家なき子と魔女の魔法

星野 ラベンダー

第1話

 青天の霹靂、という言葉を聞いたことがあるが、今まさに美穂はそういう状況に置かれていた。


「どうかしたの? 固まっちゃって」


 鰯雲の浮かぶ、橙の天高い空を背後にして。ふわふわと宙に浮く箒に腰掛けた女性は、不思議そうに首を傾げた。女性は、黒いとんがり帽子を被り、黒いローブを羽織っていた。


 どうしてもこうしてもないと、頭の中の冷静な一部分が言っている。


 町外れにある滅多に人の寄りつかないこの森は、美穂のお気に入りの場所だった。


 こぢんまりとした花畑や小さな川があって、静かすぎず騒がしすぎない雰囲気が気に入っていた。特に背の高い木があり、その木にある大きなうろの中にスケッチブックやクレヨンなどの画材道具や好きな本を隠してあって、いつもそれで遊んで過ごしていた。


 今日もお絵描きをしたり本を読んだりして過ごしていたら、突然自分は魔女だと名乗るこの女性が現れたのだ。驚くなというほうが無理な話だったが、体のどこもかしこもが固まっているせいで、口に出して訴えることができなかった。


「やっぱり、いきなり話しかけたのがまずかったんじゃないですかね?」


 魔女の顔のすぐ傍で羽ばたくカラスが、人の言葉を紡いだ。男性の声だった。


「全然動かないねえ、この人間……。まさか目を開けたまま寝ちゃった?」


 箒の柄の先に座る黒猫が、やたらのんびりした口調で話した。こちらは少年の声だった。美穂と同じくらいの、十一歳の男子に近い声の高さだったので、恐らくそれくらいの年齢なのだろう。

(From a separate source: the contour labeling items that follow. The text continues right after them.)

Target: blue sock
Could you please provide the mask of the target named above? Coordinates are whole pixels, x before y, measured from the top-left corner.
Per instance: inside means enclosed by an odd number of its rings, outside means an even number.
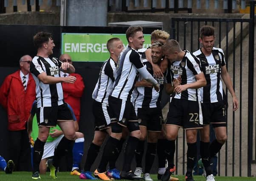
[[[78,138],[75,141],[73,147],[73,168],[72,171],[79,168],[79,163],[81,162],[83,154],[84,138]]]
[[[7,164],[6,164],[6,160],[5,160],[3,157],[0,156],[0,168],[3,171],[5,171],[6,166],[7,166]]]

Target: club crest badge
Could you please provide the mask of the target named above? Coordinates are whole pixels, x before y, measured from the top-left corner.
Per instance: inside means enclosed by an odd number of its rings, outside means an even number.
[[[185,67],[185,62],[184,62],[184,61],[182,61],[180,63],[180,65],[182,67],[184,68],[184,67]]]
[[[219,56],[218,55],[216,55],[214,57],[216,60],[217,60],[218,61],[219,60],[219,59],[220,59]]]

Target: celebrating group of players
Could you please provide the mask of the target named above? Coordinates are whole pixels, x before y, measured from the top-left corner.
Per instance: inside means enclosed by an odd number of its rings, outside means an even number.
[[[107,43],[110,57],[101,67],[92,94],[94,137],[80,178],[97,179],[90,170],[109,134],[100,163],[94,173],[96,177],[104,180],[114,178],[153,181],[149,173],[157,153],[158,179],[178,180],[171,175],[176,170],[175,141],[179,128],[183,128],[186,131],[188,145],[186,181],[194,181],[192,171],[196,161],[198,130],[206,181],[214,181],[210,159],[227,139],[221,75],[233,97],[234,111],[238,109],[238,104],[223,51],[213,47],[214,28],[202,27],[199,40],[202,47],[193,53],[182,50],[176,41],[168,40],[169,35],[164,31],[152,33],[151,47],[147,49],[142,49],[145,40],[141,27],[129,27],[126,35],[128,46],[125,50],[119,38],[111,38]],[[38,52],[32,60],[30,71],[36,84],[36,111],[39,131],[34,145],[32,178],[37,179],[40,178],[39,164],[49,127],[56,124],[60,126],[67,145],[71,144],[78,135],[72,115],[63,101],[61,84],[62,82],[74,83],[76,78],[59,76],[60,70],[71,73],[74,68],[49,57],[54,47],[51,34],[38,33],[34,36],[34,43]],[[166,122],[162,116],[160,102],[164,88],[171,95]],[[210,123],[216,134],[216,139],[210,144]],[[115,163],[128,135],[120,172]],[[142,178],[142,160],[145,139],[147,146]],[[54,153],[53,160],[48,163],[54,178],[57,178],[56,168],[60,156],[57,155]],[[134,173],[131,166],[134,155],[137,166]],[[165,159],[168,161],[167,168]]]

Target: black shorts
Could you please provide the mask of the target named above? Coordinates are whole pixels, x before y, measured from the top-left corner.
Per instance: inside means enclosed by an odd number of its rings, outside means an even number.
[[[92,103],[92,113],[94,117],[95,131],[101,131],[111,128],[110,117],[108,114],[108,106],[94,100]]]
[[[57,120],[73,120],[72,113],[66,103],[60,106],[37,108],[37,120],[39,126],[54,127]]]
[[[227,126],[225,104],[222,101],[201,104],[204,125]]]
[[[128,121],[138,122],[134,108],[130,100],[126,101],[109,96],[108,105],[111,121],[115,120],[119,124],[125,127],[127,127]]]
[[[163,117],[161,108],[135,108],[135,112],[139,126],[146,127],[149,131],[161,131]]]
[[[175,125],[184,129],[199,129],[202,128],[202,121],[200,102],[172,99],[166,125]]]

「アメリのこと、不審者か何かだと思っているんじゃないですか?」


 カラスに“アメリ”と言われたその女性は、困ったように菫色の瞳を細めた。緩くウェーブのかかった、腰まである長い黒髪を指でいじりながら「そうねえ」と零す。


 おもむろに、髪先をいじっていた指をぱちんと鳴らした。その瞬間、辺りをはらりはらりと舞い落ちていた赤や黄色に色づいた葉っぱが、突然全て動きを止めた。


 かと思うと、一斉にアメリが鳴らした指先まで一直線に向かって飛んでいき、一塊になる。直後、まるで花火のようにして、一つの塊になっていた葉っぱがぱっと弾け飛んだ。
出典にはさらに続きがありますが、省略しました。